Y no dejamos de repetirnos lo afortunados que hemos sido en las tres
últimas semanas, no sólo en lo que respecta al tiempo (sólo dos
días de lluvia, cielos rasos casi cada mañana), sino también en
cuanto a la cantidad de gente con la que compartimos senderos. Hemos
escuchado historias escalofriantes acerca del camino en verano,
cuando la sobredosis de peregrinos obliga a muchos a levantarse a las
cuatro de la mañana y caminar tan deprisa como les sea posible para
garantizarse una cama en el pueblo de destino. El único problema
(por llamarlo de alguna manera) con el que nosotros nos estamos
encontrando es el hecho de que la mayor parte de los bares, posadas y
ventas que habitualmente avituallan a los caminantes están cerrados
en esta época del año, con lo cual en muchas ocasiones hay que
guardarse las ganas de cerveza, pincho y café para la siguiente
parada… si es que hay suerte. En los veintidós kilómetros de la
etapa de hoy sólo encuentro un bar abierto, justo a mitad de camino,
y en él me paro otorgándole casi categoría de oasis.
Galicia
sigue cubriéndonos de bosques y alfombrándonos los pasos con hierba
fresca y castañas. Y hoy camino solo durante la mayor parte de la
etapa, con la mente puesta en… no lo sé. Nada, supongo. Antes de
comenzar este asunto peregrino pensaba que todas esas horas de camino
en solitario darían pie a largas reflexiones. Dispondría de días
enteros para pensar en planes y proyectos, para desarrollar ideas o
tratar de explicarme a mí mismo fragmentos borrosos de mi propio
pasado. Sin embargo, hoy me doy cuenta de que durante la mayor parte
del tiempo mi mente no piensa en nada. Y si lo hace, es algo banal.

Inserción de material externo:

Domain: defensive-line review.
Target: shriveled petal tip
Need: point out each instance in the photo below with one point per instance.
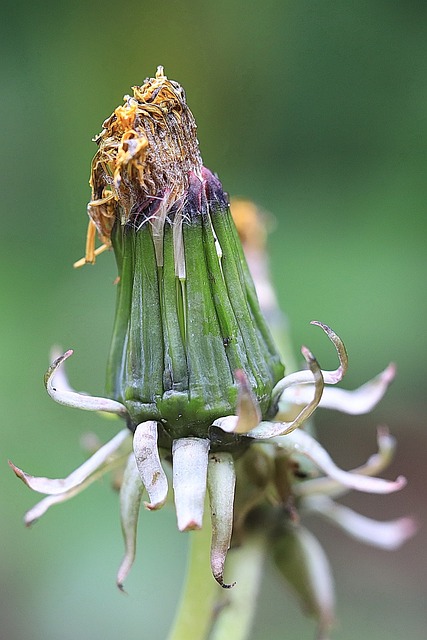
(221, 486)
(130, 501)
(355, 402)
(190, 463)
(57, 486)
(63, 395)
(300, 442)
(384, 535)
(374, 465)
(41, 507)
(267, 430)
(149, 466)
(305, 377)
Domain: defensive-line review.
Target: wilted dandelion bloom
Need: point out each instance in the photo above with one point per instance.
(194, 370)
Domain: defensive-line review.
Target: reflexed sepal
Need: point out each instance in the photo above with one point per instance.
(221, 486)
(130, 500)
(190, 463)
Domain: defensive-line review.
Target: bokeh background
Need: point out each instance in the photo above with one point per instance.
(315, 110)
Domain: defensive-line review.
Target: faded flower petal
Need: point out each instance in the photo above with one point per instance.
(64, 395)
(56, 486)
(266, 430)
(386, 535)
(374, 465)
(248, 411)
(41, 507)
(356, 402)
(304, 565)
(149, 466)
(221, 486)
(190, 463)
(300, 442)
(304, 377)
(130, 501)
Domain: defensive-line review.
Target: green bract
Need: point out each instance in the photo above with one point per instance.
(178, 341)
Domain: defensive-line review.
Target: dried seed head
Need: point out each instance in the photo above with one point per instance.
(147, 151)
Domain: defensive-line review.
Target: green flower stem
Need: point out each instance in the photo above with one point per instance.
(194, 616)
(244, 565)
(208, 612)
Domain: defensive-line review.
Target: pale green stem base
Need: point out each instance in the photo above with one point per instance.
(194, 615)
(206, 610)
(238, 605)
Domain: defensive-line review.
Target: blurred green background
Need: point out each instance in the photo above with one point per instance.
(317, 111)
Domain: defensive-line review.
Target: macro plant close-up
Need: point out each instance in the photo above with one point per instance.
(216, 416)
(213, 303)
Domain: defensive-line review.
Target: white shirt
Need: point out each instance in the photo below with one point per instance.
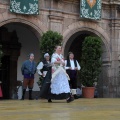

Casi siempre la sorprendo repitiendo en bucle canciones o frases (un
pasaje de un libro o de una conversación, el diálogo de una
película, un verso de una canción, una serie de palabras sin
sentido a veces) que funcionan como mantras en el proceso de vaciado
de mi cerebro de cualquier secuencia lógica de pensamientos. Pero no
la suelo sorprender. Me limito a comenzar a caminar y a seguir
caminando y a terminar de caminar. A veces escucho mis pasos, como si
realmente marcasen un ritmo determinado y no otro. A veces no. Y esas
cinco o seis horas pasan a una velocidad cada vez más alta, sin que
yo sea capaz de saber dónde ha estado exactamente mi cabeza en todo
ese tiempo.
Hoy
esto me ocurre de una manera más intensa, si cabe, y tan sólo me
saca de esa desconexión neuronal una enorme masa de agua con la que
me topo al cruzar el puente que conduce a Portomarín, estación
termini de la etapa de hoy. Es el Miño, un nombre que me manda de
una patada a las clases de geografía de mi infancia y desencadena
una tormenta de imágenes, rostros, lugares, sonidos y olores del
pasado. Más de treinta años después veo el Miño por vez primera y
alguien me cuenta (ah, es Jesús, que acaba de llegar a donde yo me
encuentro, apoyado en la barandilla del puente) que ahí abajo hay
toda una ciudad sumergida bajo el agua. Y al parecer es cierto, creo
ver los restos de un campanario asomando por la superficie. Más
tarde, cuando ya nos hayamos instalado en el albergue de la Xunta
(que por una vez cuenta con una cocina flamante… en la que no hay
menaje de ninguna clase, quizá por la presión del lobby de
restauradores…), también me contará que la iglesia-fortaleza fue
trasladada piedra a piedra desde cauce del río hasta lo alto del
pueblo, donde ahora se encuentra, y que por eso cada piedra está
numerada, como piezas de un enorme puzzle en tres dimensiones.
Portomarín está, por lo demás, casi vacío y cerrado, como mi cabeza.
Un nuevo pueblo fantasma que tan sólo revivirá allá por primavera,
cuando lo saquen de su ensimismamiento invernal hordas de peregrinos
pegándose por una cama.
Nosotros
lo paseamos en silencio, casi de puntillas, no vaya a despertarse.